Mais parfois, j’aimerais juste pouvoir me reposer, et c’est l’un des motifs de dispute dans un couple, surtout quand l’un des deux a l’impression d’avoir énormément de responsabilités et que l’autre n’a pas le contrôle qu’il ou elle voudrait avoir. Dans tous les cas, rentrer à la maison après une longue journée de travail et le retrouver qui m’attend est toujours un soulagement.
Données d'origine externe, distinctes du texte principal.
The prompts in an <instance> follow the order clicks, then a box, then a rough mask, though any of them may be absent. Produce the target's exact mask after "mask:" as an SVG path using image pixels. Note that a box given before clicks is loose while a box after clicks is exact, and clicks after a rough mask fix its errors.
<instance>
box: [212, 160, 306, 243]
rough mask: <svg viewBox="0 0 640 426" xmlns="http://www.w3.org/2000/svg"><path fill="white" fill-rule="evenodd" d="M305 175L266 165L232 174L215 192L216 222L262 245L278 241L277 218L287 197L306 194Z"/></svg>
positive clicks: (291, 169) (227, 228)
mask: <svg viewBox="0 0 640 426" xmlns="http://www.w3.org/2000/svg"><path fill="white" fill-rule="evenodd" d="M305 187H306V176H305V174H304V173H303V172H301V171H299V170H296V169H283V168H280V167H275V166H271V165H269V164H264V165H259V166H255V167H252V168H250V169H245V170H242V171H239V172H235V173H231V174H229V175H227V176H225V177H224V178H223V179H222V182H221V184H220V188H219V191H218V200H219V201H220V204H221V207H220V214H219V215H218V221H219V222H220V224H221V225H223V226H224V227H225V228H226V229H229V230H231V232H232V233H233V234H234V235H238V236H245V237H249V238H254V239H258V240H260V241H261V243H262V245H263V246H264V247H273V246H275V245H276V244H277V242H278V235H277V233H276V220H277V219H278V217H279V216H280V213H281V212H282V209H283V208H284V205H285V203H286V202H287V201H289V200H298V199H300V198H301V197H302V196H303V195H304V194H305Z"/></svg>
Je suis protégée du reste du monde et je peux être moi-même, parler italien (parfois même nos dialectes, le Sarde et le Catalan d’Alghero), et pouvoir exprimer mes pensées dans ma langue maternelle sans avoir peur d’être jugée pour ma mauvaise prononciation.
Après dîner, on s’assied sur le canapé et on rêve de nos projets futurs : il n’y a qu’un seul point commun qui nous lie réellement, le désir, un jour, de revenir à la maison, de retrouver nos familles et de vivre une vie plus simple, loin de la circulation, loin du stress, loin de l’impression d’être des visiteurs dans le pays dans lequel on vit. Ce n’est pas le bon moment pour prévoir des choses, on a encore le temps de rêver et d’imaginer comment ça va se passer. Pour l’instant on profite de notre vie à l’étranger, en faisant en sorte qu’elle soit notre meilleure expérience et en espérant revenir ici un jour, en tant que touristes.